Further to this, the OECD does not substantiate why wage pressures are expected to mount in the coming two years. It should be noted that whether higher wage demands will be met by employers does not only depend upon labour market tightness but also on the workers’ bargaining power. Decades of labour market flexibilisation and reduction in collective bargaining coverage have considerably weakened workers’ ability to demand better wages and working conditions. This is well explained in the 2022 Employment Outlook, where the drop in collective bargaining coverage is among the factors that explain the increased imbalance in labour bargaining power in favour of employers and the rising negative impact of labour market monopsony on wages and employment levels. None of this is adequately reflected in the Economic Outlook.
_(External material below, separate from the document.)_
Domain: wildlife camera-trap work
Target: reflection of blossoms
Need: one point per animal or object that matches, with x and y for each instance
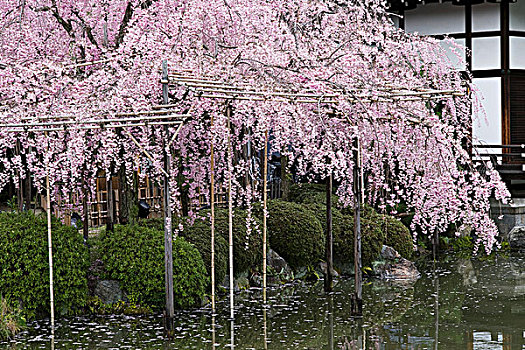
(413, 151)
Trade unions in OECD economies have thus far shown great restrain in wage hike demands, bearing more than their fair share of the “cost-of-living” crisis. For example, wage growth in the US has been assessing at around 4-5% even if inflation is closer to 8% this year, despite a tight labour market. Meanwhile, in the Euro area collective bargaining agreements are either continuing to set wage growth at a moderate pace (Nordic countries, Italy) or are trying to avoid inflationary spirals, by sharing the cost of high inflation between businesses, governments, and workers. They also combine structural wage increases that align to price stability targets with lump-sum bonuses to temporarily protect workers’ purchasing power (IG- Metal and IGBCE agreements in Germany). Yet, the role of collective bargaining, which has been recognised in the latest Employment Outlook as important for both securing an equitable distribution of the cost-of-living burden and for better labour market outcomes, is completely ignored.
Regarding fiscal policy, the Economic Outlook clarified one year ago that the fiscal impact of structural reforms had to be expansionary, whereas the OECD is now moving back to a simplistic approach of deregulation and flexibilisation, including most likely, albeit not expressly stated, the labour market. As repeatedly proven, any such kind of reform performed in a period of weak economic growth and high uncertainty risks producing more damage and scarring effect than boosting a country’s economic performance, a lesson that the OECD should be remindful of.
In conclusion, it is TUAC’s opinion that the OECD should provide more nuanced policy recommendations at the current time, in line with the complexity of the present macroeconomic situation, avoiding stark monetary and fiscal contraction. This is not only ineffective in containing supply-driven inflation, but it would push economies over the brink of yet another recession.